Some internal correspondence can be found throughout the files, including memos and notes from Barck’s staff about research or acquisition recommendations. In the last set of correspondence nearly every outgoing letter from Barck is attached to accompanying notes from staff members, most frequently the reference librarian E. Marie Becker and the newspaper librarian Louis J. Fox.

The topical boxes contain more information related to the running of the N-YHS Library. Nearly a decade of annual reports including notes from staff members about statistics and usage can be found in the topical boxes. Forms, memos, statistics, and other materials related to the collections of the N-YHS can be found in this set.

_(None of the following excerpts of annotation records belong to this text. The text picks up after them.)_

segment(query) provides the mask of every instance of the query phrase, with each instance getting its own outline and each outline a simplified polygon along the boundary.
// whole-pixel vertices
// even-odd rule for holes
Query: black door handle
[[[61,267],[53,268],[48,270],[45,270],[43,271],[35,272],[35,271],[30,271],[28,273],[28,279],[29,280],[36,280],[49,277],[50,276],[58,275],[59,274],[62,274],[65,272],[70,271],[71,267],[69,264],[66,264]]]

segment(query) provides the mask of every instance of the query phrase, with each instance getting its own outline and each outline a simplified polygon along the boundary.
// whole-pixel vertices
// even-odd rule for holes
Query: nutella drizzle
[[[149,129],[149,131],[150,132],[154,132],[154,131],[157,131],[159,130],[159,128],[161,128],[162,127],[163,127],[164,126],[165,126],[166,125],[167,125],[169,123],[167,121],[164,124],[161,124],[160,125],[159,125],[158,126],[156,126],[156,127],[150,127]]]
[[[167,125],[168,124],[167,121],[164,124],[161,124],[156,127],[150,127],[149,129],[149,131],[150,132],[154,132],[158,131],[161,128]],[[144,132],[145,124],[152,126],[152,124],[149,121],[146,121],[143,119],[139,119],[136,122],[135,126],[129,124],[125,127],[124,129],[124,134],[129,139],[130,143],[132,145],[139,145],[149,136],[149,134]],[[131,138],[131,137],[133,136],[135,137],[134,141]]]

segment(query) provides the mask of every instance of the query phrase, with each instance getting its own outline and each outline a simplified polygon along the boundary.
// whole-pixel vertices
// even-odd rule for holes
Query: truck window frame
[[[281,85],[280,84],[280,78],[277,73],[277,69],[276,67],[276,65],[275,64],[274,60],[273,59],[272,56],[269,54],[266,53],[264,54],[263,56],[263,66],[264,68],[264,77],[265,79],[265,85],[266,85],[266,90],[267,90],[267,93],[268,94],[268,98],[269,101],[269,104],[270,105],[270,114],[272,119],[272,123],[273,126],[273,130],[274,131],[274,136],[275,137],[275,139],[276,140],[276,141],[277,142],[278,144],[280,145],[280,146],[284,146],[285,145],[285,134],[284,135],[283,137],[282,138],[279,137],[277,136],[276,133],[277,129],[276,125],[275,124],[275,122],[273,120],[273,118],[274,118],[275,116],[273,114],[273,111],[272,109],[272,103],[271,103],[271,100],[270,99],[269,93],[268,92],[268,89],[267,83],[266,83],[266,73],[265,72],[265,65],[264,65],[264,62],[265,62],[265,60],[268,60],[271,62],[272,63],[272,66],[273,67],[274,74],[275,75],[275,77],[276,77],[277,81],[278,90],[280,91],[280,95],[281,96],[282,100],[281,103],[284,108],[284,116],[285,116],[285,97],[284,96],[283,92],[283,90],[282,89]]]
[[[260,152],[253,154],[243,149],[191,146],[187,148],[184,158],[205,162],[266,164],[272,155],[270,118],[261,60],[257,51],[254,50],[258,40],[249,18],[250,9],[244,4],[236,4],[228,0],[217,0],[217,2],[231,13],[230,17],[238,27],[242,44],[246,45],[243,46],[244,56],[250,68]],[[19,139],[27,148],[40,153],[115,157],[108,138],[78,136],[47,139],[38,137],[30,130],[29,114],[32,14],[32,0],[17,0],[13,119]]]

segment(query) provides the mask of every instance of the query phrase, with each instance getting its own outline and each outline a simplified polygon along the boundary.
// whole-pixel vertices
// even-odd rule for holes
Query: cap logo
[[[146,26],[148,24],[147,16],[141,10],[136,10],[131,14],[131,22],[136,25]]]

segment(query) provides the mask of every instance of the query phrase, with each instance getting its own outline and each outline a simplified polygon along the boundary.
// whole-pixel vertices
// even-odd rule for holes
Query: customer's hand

The For Sale letter folders contain primarily incoming correspondence from book dealers and individual sellers.

The collection closes with three notebooks and a telephone index. Two of the notebooks are logs of reference inquiries assigned to N-YHS staff and the third contains correspondence answered directly by Barck. These notebooks also indicate the correspondent, the subject matter, and whether a response was written.

Arrangement Note

The correspondence in this series is arranged in six chronological sets, which are arranged alphabetically by correspondent within each set. Frequent or notable correspondents have been noted at the folder level, as has notable contents. The miscellaneous folders included in most of the chronological sets contain content that may overlap with the alphabetical files, so it is recommended to refer to both. As time went on, less and less incoming correspondence was kept in Barck’s files and it is likely that the other half of the communication can be found in the General Correspondence files (NYHS-RG 2).

At the end of the chronological sets is topical correspondence, alphabetically arranged by subject matter. The contents of the topical folders are noted at the folder level. Some materials related to the contents of the topical folders can be found within the chronological sets, so it is recommended to consult the appropriate date range and alphabetical folder.

Following the topical folders are two groups of For Sale letters, which are loosely chronological. Frequent correspondents in this group are listed at the folder level.

At the end of the record group are three notebooks and a telephone index.